À l'époque, Peugeot arrose et soutient le peloton amateur à travers 50 clubs dans toute la France. Il n'y a évidemment pas assez de places pour faire passer pro toutes leurs meilleures jeunes pousses dans la maison-mère. En 1982, il n'y a que deux néo-pros : Sean Yates de l'ACBB et Philippe Dalibard du Véloce Vannetais, deux clubs Peugeot.

PEUGEOT FAIT POIREAUTER MARTIAL GAYANT

Dans la maison d'en face, Renault-Gitane, Cyrille Guimard n'a pas de club réserve mais fait signer un contrat amateur à une petite dizaine de coureurs qu'il appelle les "aspirants". Ce contrat reconnu par la FFC comporte une clause de non-sollicitation. Cette clause donne la priorité à l'équipe pour embaucher l'amateur mais le coureur retrouve sa liberté si le groupe sportif ne lui propose rien.

Martial Gayant, pas encore 19 ans et vainqueur du Grand Prix des Nations Amateurs trois semaines plus tôt, doit attendre encore un an avant de rejoindre les pros chez les Lionceaux. Mais de son côté, Cyrille Guimard connaît ses classiques et pense qu'"aux âmes bien nées, la valeur n'attend pas le nombre des années". Il saute sur son téléphone et propose un contrat de néo-pro au Picard réformé du service militaire.

Un coureur d'une réserve d'une équipe professionnelle qui préfère « un tiens à deux tu l'auras », et qui choisit de franchir le Rubicon chez un concurrent, ce n'est donc pas très nouveau.

UNE RÉSERVE ; POUR QUOI FAIRE ?

L'intérêt d'avoir un réservoir pour une équipe professionnelle s'est fait sentir dès le début des grandes formations. Depuis son origine à la fin du XIXe siècle, le cyclisme professionnel sur route est une entreprise commerciale. Il n'existe que par la volonté des marques de cycles qui trouvent avec la compétition la meilleure des réclames et qui justifie de payer des coureurs, parfois très cher. Pour vendre leurs machines dans leur réseau de concessionnaires, les constructeurs comptent donc beaucoup sur leur plus belle vitrine : leur écurie de course drivée par un directeur sportif, comme il existe un directeur commercial, et dont les résultats sont relayés par les journaux qui organisent les courses et à qui ils achètent des encarts publicitaires. La -grande- boucle est bouclée.

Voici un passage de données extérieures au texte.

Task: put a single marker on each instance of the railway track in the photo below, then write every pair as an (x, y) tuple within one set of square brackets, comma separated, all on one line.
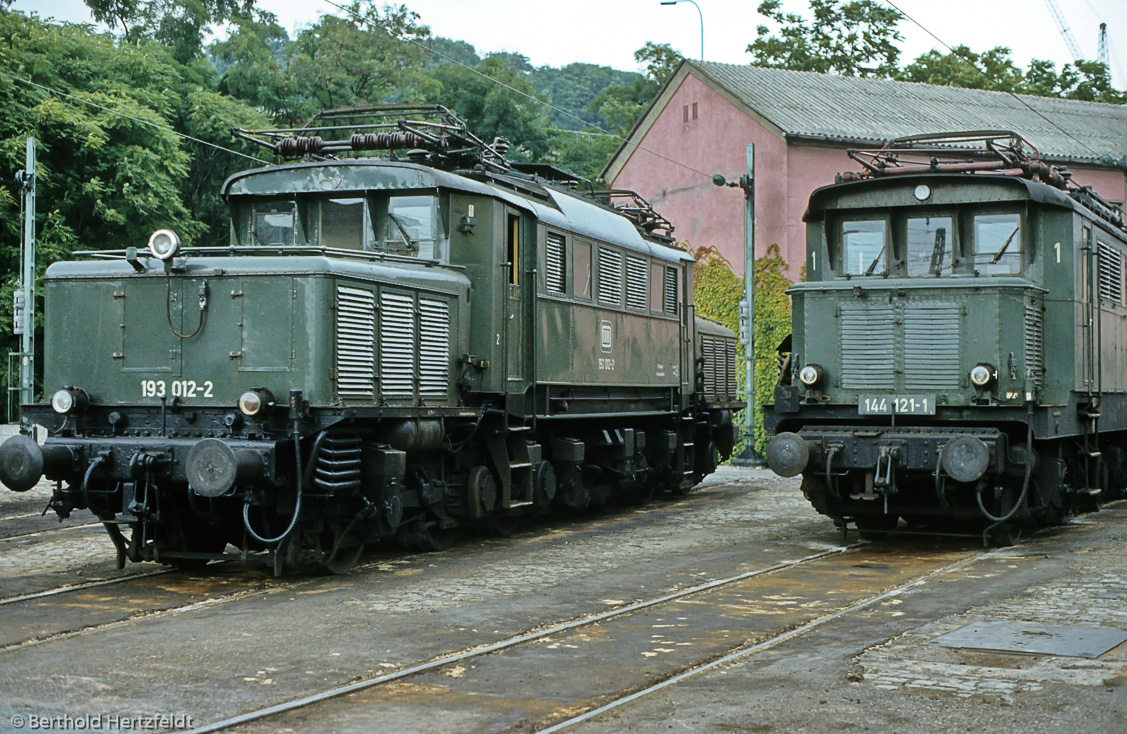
[(711, 595)]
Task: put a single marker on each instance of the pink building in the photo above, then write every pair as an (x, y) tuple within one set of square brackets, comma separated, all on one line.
[(801, 124)]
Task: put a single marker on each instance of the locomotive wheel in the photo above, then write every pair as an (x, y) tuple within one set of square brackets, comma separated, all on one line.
[(503, 525), (876, 527), (1005, 534), (427, 538), (184, 536), (345, 559)]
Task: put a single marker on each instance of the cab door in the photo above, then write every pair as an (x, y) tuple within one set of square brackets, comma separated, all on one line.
[(517, 270)]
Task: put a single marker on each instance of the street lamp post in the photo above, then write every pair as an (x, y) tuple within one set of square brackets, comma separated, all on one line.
[(747, 184), (673, 2)]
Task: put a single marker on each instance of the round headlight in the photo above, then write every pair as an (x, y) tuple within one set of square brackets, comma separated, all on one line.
[(982, 374), (163, 244), (256, 401), (812, 374), (69, 400)]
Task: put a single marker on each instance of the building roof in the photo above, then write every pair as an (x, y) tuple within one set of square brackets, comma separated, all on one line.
[(853, 112)]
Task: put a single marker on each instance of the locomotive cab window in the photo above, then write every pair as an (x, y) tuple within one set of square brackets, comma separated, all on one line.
[(344, 223), (864, 245), (930, 246), (410, 227), (997, 244), (272, 223)]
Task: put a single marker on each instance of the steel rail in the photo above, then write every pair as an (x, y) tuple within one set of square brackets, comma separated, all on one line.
[(540, 633), (90, 584), (760, 646), (51, 530)]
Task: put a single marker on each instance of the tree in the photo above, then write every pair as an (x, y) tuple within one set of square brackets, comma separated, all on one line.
[(571, 89), (254, 70), (620, 105), (660, 61), (366, 58), (178, 25), (852, 38), (508, 109), (1085, 80), (964, 68)]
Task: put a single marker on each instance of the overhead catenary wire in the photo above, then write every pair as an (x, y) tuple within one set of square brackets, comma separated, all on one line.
[(517, 91), (1015, 96), (132, 117)]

Mais quand les pur-sangs sont fatigués, gare à ceux qui n'ont pas élevé de poulains pour les remplacer. La concurrence entre équipes fait qu'il est de leur intérêt de sécuriser leurs arrières en préparant l'avenir. Cela peut passer par des épreuves de détection organisées par les marques de cycles ou d'accessoires (Dunlop, Peugeot, Wolber) mais aussi par une pépinière où le directeur sportif pourra choisir les sujets les plus prometteurs.

Avant la guerre de 14, le VC Levallois, qui va devenir le plus grand club amateur de l'entre-deux guerre, arbore déjà son mythique maillot blanc à bande noire. C'est en réalité le club de la maison Peugeot, une des grandes écuries du début du siècle avec Alcyon ou La Française. Louis Trousselier, René Pottier,  Philippe Thys, vainqueurs du Tour de France pour Peugeot, sont tous sortis de la pépinière du VCL.

LE VCL, RÉSERVOIR DE PEUGEOT ET D'ALCYON

En 1912, Peugeot confie la direction de l'équipe première du VC Levallois à Paul Ruinart. Ancien pistard, co-fondateur du premier syndicat des coureurs, il se reconvertit comme directeur sportif, d'abord chez JB Louvet puis donc pour une filiale de Peugeot,  Griffon. Il va faire du VCL sa chose, le transformer en petit conservatoire du cyclisme. Il impose à ses coureurs de la tenue : "les cheveux et les ongles propres, un maillot impeccable, des chaussures bien cirées", rappelle Marcel Bidot (2), un de ses élèves et futur directeur technique de l'équipe de France dans les années 50-60.  

Le "Père la Ruine" transforme la dégaine des coureurs. Les routiers en cuissard à l'image des pistards, et plus en collant long, c'est lui. La casquette de toile blanche, à la place de la grosse casquette en drap, c'est encore lui. Il est celui qui a l'idée en 1912 de placer un porte-bidon en fer sur le guidon à la place des sacoches en cuir. Lui qui veut des coureurs tirés à quatre épingles, a l'idée de coudre les dossards sur les maillots pour réduire la résistance à l'air. Borgne depuis un accident de chasse à 13 ans, c'est un visionnaire. En 1927, il crée, plus qu'un service course, un camp d'entraînement permanent. Ce petit séminaire s'installe d'abord dans un presbytère désaffecté des Loges puis dans une villa à La Celle Saint-Cloud.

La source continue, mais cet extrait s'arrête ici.